Vi su dificultad para transicionar entre actividades.
Vi su forma profunda de enfocarse en un solo tema hasta fundirse con él.
Vi su necesidad de repetir, de prever, de ordenar.
Vi su sensibilidad enorme a ruidos, texturas, cambios.
Vi lo que siempre estuvo ahí. Y por primera vez pude nombrarlo sin miedo.
Nombrar para no perderse.
Desde el diagnóstico, mi labor más difícil ha sido desaprender al mundo.
Ese mundo que espera que todos los niños actúen igual, aprendan igual, regulen igual, se comporten igual.
Me he descubierto soltando expectativas que no eran mías, sino heredadas.
Me he descubierto renunciando a comparaciones invisibles.
Me he descubierto aprendiendo a acompañarlo en lugar de corregirlo.
Ser mamá de un niño neurodivergente no es una tragedia ni un acto heroico.
Es un entrenamiento para ver con otros ojos.
Para escuchar lo que no se dice.
Para sostener sin asfixiar.
Para traducir mundos.
A veces es agotador.
A veces es hermoso.
Frecuentemente es ambas cosas al mismo tiempo.
Hace unas semanas, después de un día difícil, mi hijo me dijo:
—Mami, ¿yo soy malo?
El universo se detuvo.
Ese día entendí que mi tarea no es “normalizarlo”.
Mi tarea es protegerlo de la mentira de que debe dejar de ser quien es para ser aceptado, para ser amado.

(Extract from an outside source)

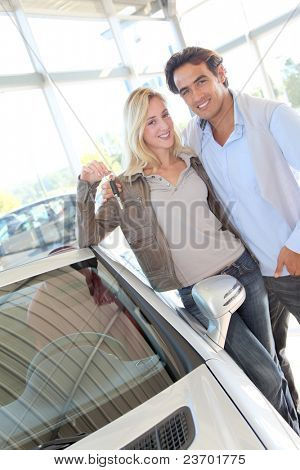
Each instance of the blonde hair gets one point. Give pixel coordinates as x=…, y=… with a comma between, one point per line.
x=135, y=115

No quiero un hijo que se esconda.
Quiero un hijo que se sepa digno. Quiero un hijo que crezca sabiendo que no está roto, que no es error, que no es falla, que no es excepción. Quiero un hijo que se sienta querido en la totalidad de su forma de ser.

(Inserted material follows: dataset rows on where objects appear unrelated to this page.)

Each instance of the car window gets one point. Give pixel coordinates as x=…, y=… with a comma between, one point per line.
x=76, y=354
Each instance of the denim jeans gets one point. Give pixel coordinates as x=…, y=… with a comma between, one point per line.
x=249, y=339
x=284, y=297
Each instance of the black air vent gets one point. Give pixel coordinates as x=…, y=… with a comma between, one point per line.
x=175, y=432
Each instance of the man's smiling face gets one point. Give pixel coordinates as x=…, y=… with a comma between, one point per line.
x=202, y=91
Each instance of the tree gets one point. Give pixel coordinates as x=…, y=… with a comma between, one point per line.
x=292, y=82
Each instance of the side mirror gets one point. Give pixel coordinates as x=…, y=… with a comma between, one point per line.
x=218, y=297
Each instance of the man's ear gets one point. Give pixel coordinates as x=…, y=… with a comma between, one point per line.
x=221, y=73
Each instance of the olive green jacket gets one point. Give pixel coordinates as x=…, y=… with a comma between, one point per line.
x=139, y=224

Estamos al inicio del camino. Buscando terapias respetuosas. Leyendo sobre regulación sensorial, burnout autista, funciones ejecutivas, demandas excesivas.
No es excusa. No es moda. No es sobreprotección.

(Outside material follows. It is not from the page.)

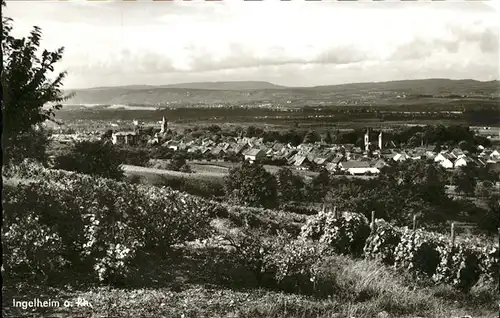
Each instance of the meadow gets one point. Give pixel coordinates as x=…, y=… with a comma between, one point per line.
x=200, y=258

Es dignidad.Es darle a mi hijo el lenguaje que yo no tuve. Es decirle:
“No estás solo. No eres menos. No vas tarde. Tu cerebro es tuyo y es valioso.”
Sé que el mundo no siempre será amable. Pero yo sí puedo serlo. Sé que no puedo evitarle todas las frustraciones. Pero puedo ayudarle a interpretarlas sin vergüenza.
No sé todo. Apenas empezamos. Estamos aprendiendo juntos. Y eso también está bien.
Lo único que sé hoy es esto: Mi hijo no está roto. El mundo tampoco, pero necesita moverse. Y yo estoy aquí para caminar a su ritmo.
Su neurodivergencia no es sombra. Es brújula. Es mapa. Es un idioma nuevo que estamos aprendiendo a hablar. Y cada día lo entiendo un poco más: mi hijo no necesita cambiar para encajar; el mundo necesita expandirse para recibirlo.
Agradecimientos
A mi familia, que es el primer refugio de mi hijo y el mío. A quienes forman su tribu —su papá, sus abuelos, su madrina, su padrino y todas las manos que lo aman sin pedirle que deje de ser él—: gracias por caminar con nosotros, por desaprender junto a mí, por abrir el corazón a nuevas palabras y nuevas formas de entender la vida. A mi hijo, que me está enseñando un idioma que nunca imaginé aprender. Y a las mamás de niñeces neurodiversas, que caminan con el alma abierta, el cansancio acumulado y el amor encendido: las abrazo mucho.
Esta columna, este proceso, esta comprensión… también son suyas.